Ce facteur déterminant est à garder à l’esprit tant il a joué des tours aux pronostics en 2000 et en 2016.

Le peuple Américain s’en fout

Lorsqu’on juge les Etats Unis de l’extérieur, comme je le fais, nous avons tendance à juger ce pays sur sa politique extérieure et ses résultats macroéconomiques.

L’Américain moyen qui ne se soucie que de ses impôts et du prix du Big Mac, s’en fout royalement.

Seule comptera pour lui l’effet qu’ont eu ces dernières années sur son quotidien. Et si la politique commerciale Américaine va déclencher une guerre commerciale avec la Chine (avec beaucoup de ricochet sur l’Europe et le reste du monde), eh bien qu’il en soit ainsi pour continuer à financer le rêve Américain.

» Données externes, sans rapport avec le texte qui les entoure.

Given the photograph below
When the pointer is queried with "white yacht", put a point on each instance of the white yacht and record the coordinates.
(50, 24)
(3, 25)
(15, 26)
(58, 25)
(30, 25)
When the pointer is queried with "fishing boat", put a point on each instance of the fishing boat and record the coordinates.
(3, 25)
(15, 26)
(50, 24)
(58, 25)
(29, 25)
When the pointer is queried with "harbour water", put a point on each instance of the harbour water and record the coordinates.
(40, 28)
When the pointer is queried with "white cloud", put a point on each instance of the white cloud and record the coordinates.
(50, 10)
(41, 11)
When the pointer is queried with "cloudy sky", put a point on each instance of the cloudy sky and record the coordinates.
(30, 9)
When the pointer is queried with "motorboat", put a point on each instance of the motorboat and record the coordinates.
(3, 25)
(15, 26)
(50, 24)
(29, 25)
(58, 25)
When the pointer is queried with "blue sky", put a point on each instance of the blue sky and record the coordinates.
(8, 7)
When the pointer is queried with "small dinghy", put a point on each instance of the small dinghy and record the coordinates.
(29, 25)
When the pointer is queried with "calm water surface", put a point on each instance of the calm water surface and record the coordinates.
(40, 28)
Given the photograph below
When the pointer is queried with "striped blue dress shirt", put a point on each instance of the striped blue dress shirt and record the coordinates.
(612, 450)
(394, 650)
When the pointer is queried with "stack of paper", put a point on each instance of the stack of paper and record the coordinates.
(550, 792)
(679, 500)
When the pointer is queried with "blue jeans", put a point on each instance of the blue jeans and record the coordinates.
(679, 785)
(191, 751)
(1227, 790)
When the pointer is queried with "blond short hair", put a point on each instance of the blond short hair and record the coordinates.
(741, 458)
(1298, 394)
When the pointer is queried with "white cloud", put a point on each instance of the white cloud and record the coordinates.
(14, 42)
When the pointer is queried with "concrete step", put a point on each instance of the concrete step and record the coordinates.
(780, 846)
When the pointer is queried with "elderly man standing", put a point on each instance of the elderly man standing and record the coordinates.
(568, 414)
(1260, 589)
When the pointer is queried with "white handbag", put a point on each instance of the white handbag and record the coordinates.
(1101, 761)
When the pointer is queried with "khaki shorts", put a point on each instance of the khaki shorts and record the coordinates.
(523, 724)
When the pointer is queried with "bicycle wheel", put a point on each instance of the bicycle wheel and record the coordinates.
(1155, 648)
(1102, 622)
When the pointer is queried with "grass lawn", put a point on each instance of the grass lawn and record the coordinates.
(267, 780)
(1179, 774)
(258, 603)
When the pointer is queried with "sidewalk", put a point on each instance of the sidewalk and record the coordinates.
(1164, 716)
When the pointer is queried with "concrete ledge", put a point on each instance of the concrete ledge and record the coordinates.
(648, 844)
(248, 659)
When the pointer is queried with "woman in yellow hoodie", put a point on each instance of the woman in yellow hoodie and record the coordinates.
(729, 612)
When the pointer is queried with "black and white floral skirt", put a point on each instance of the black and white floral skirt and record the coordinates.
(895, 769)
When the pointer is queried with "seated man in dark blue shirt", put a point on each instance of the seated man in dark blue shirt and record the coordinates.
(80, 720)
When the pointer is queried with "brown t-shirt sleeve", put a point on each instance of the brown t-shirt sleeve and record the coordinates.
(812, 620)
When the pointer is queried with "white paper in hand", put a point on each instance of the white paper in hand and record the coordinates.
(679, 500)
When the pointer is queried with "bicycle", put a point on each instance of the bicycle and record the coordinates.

Cela, Trump l’a bien compris. Il s’est affranchi de toutes les règles commerciales et même diplomatiques qui avaient tendance à lier les poignets des autres présidents. La négociation avec Trump se fait désormais avec un canon sur la trempe, ce qui ne plait ni à ses adversaires ni même à ses alliés et force est de constater qu’à court terme (le temps d’une réélection, par exemple) les effets sont positifs.

Le fait que Trump soit un bouffon tristement comique à nos yeux n’a presque pas d’effet sur ses électeurs qui ne l’ont jamais lâché. Il les flatte et leur fait miroiter un projet qui leur parle. Le retour de la suprématie Américaine. Sachant que celle-ci n’a jamais disparue.

Que Trump soit un milliardaire (ou pas ?) qui ne veut pas divulguer ses impôts, qui s’immisce dans les enquêtes du FBI et les décisions de la justice et dont le mode de vie malsain peut nous rebuter… Tout cela les Américains s’en fichent royalement. Il est un modèle de réussite (même s’il n’est qu’un héritier, au final).

Trump a simplifié un mode compliqué à des électeurs qui ne veulent pas appréhender cette complexité.